A Bitcoin address is made by:
private key -> public key -> hash
An Ethereum address is made by:
private key -> public key -> hash -> throw some of it away and keep the rest
This means that the address alone is not enough to give you the address from the other system, but if you have the public key, you can create both the Bitcoin address and the Ethereum address.
The problem is getting the public key.
The public key cannot be deduced from the address in either Bitcoin or Ethereum. However, in both Bitcoin and Ethereum, making a transaction has the effect of publishing the public key on the network you are transacting with: In Ethereum, it is recoverable from the signature. In bitcoin, although it is recoverable from the signature, it is also explicitly sent as part of the transaction spending. (Bitcoin transactions are bigger than they need to be; Satoshi was probably not that big on cryptography.) So once a user has sent a transaction from an address on either the Bitcoin network or the Ethereum network, you can retrieve the public key from their spending transaction and use that to derive the address for the other network.
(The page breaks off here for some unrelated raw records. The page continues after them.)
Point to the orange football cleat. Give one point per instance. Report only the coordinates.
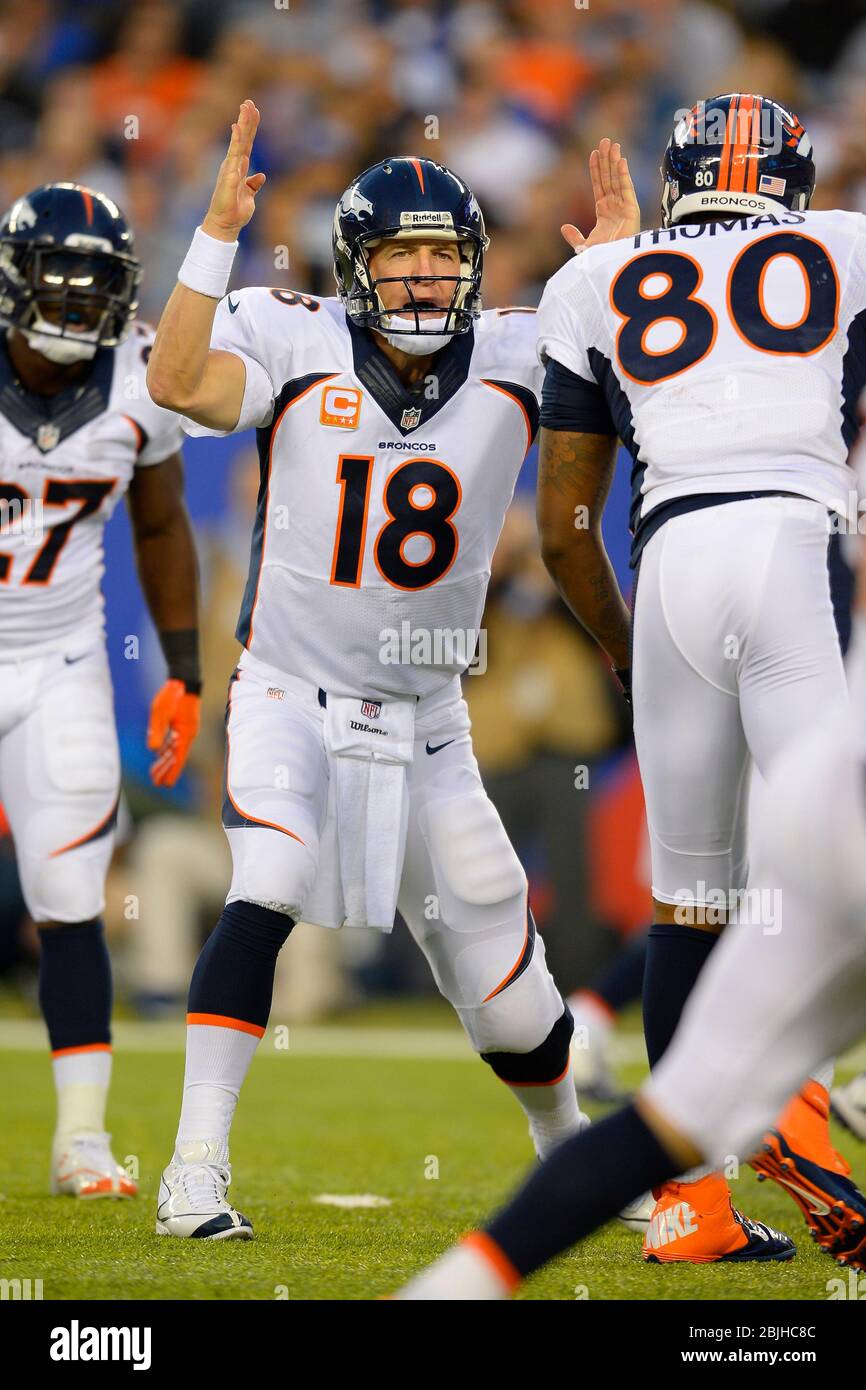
(799, 1155)
(698, 1223)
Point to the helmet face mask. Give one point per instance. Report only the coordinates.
(741, 154)
(67, 271)
(412, 200)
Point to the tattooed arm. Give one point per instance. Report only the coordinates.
(573, 481)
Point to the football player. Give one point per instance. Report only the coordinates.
(78, 430)
(727, 350)
(392, 421)
(762, 1014)
(766, 1009)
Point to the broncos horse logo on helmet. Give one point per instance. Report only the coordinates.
(740, 154)
(419, 200)
(68, 275)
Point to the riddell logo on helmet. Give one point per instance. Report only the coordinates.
(426, 220)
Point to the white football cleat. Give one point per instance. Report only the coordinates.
(82, 1165)
(192, 1197)
(848, 1105)
(638, 1214)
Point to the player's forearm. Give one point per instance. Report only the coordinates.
(168, 574)
(184, 374)
(574, 477)
(585, 578)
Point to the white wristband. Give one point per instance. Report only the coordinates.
(207, 264)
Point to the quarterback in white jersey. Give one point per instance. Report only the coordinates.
(392, 423)
(726, 350)
(78, 430)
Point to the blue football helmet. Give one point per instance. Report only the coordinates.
(740, 154)
(67, 266)
(414, 199)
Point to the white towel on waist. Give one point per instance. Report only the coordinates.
(370, 744)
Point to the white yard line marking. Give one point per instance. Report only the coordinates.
(349, 1201)
(331, 1040)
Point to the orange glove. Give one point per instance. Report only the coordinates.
(174, 723)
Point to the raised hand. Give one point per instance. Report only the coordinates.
(616, 207)
(234, 200)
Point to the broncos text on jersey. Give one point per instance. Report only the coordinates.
(378, 506)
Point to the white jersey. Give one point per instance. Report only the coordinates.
(67, 460)
(727, 356)
(380, 508)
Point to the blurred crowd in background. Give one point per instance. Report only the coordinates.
(136, 99)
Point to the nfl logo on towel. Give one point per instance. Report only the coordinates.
(770, 185)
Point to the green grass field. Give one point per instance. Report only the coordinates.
(320, 1118)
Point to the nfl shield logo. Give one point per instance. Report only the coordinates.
(47, 438)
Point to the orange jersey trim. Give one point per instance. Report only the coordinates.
(88, 1047)
(221, 1020)
(267, 496)
(515, 968)
(555, 1080)
(89, 834)
(256, 820)
(509, 396)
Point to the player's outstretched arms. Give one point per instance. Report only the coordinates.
(574, 477)
(616, 206)
(184, 374)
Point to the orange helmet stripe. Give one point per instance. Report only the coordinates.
(752, 157)
(724, 164)
(741, 146)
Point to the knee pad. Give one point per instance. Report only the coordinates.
(78, 741)
(68, 888)
(519, 1015)
(474, 862)
(544, 1065)
(270, 869)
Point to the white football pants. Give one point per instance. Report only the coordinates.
(736, 653)
(60, 779)
(463, 891)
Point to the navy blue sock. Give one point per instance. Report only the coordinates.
(75, 984)
(583, 1184)
(622, 982)
(674, 958)
(234, 975)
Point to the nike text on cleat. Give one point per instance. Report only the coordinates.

If the goal is to send the owner of a Bitcoin address assets on the Ethereum network, you also have another option: You can make a contract that is able to verify ownership of the Bitcoin address, once the owner gives it their public key. That way rather than needing the public key to send the user assets on the Ethereum network, you can defer the need to get hold of the public key until the user tries to spend the assets. Effectively, you are making a contract so that you can use a Bitcoin address on the Ethereum network. However, retrieving the funds will require the recipient to do non-standard things like sending this special contract their public key, at which point the contract will verify first that the public key supplied matches the specified bitcoin address, and then that the spender is able to provide a correct signature for that public key.